Make participation context specific. Rather than trying to use a one-size-fits-all approach, technologists must be aware of the specific contexts in which they operate. For example, when designing a system to predict youth and gang violence, technologists should continuously reevaluate the ways in which they build on lived experience and domain expertise, and collaborate with the people they design for. This is particularly important as the context of a project changes over time. Documenting even small shifts in process and context can form a knowledge base for long-term, effective participation. For example, should only doctors be consulted in the design of a machine-learning system for clinical care, or should nurses and patients be included too? Making it clear why and how certain communities were involved makes such decisions and relationships transparent, accountable, and actionable.
Plan for long-term participation from the start. People are more likely to stay engaged in processes over time if they’re able to share and gain knowledge, as opposed to having it extracted from them. This can be difficult to achieve in machine learning, particularly for proprietary design cases. Here, it’s worth acknowledging the tensions that complicate long-term participation in machine learning, and recognizing that cooperation and justice do not scale in frictionless ways. These values require constant maintenance and must be articulated over and over again in new contexts.
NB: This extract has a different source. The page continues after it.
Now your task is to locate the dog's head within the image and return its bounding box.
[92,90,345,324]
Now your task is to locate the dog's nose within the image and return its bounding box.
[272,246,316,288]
Learn from past mistakes. More harm can be done by replicating the ways of thinking that originally produced harmful technology. We as researchers need to enhance our capacity for lateral thinking across applications and professions. To facilitate that, the machine-learning and design community could develop a searchable database to highlight failures of design participation (such as Sidewalk Labs’ waterfront project in Toronto). These failures could be cross-referenced with socio-structural concepts (such as issues pertaining to racial inequality). This database should cover design projects in all sectors and domains, not just those in machine learning, and explicitly acknowledge absences and outliers. These edge cases are often the ones we can learn the most from.
It’s exciting to see the machine-learning community embrace questions of justice and equity. But the answers shouldn’t bank on participation alone. The desire for a silver bullet has plagued the tech community for too long. It’s time to embrace the complexity that comes with challenging the extractive capitalist logic of machine learning.
Mona Sloane is a sociologist based at New York University. She works on design inequality in the context of AI design and policy.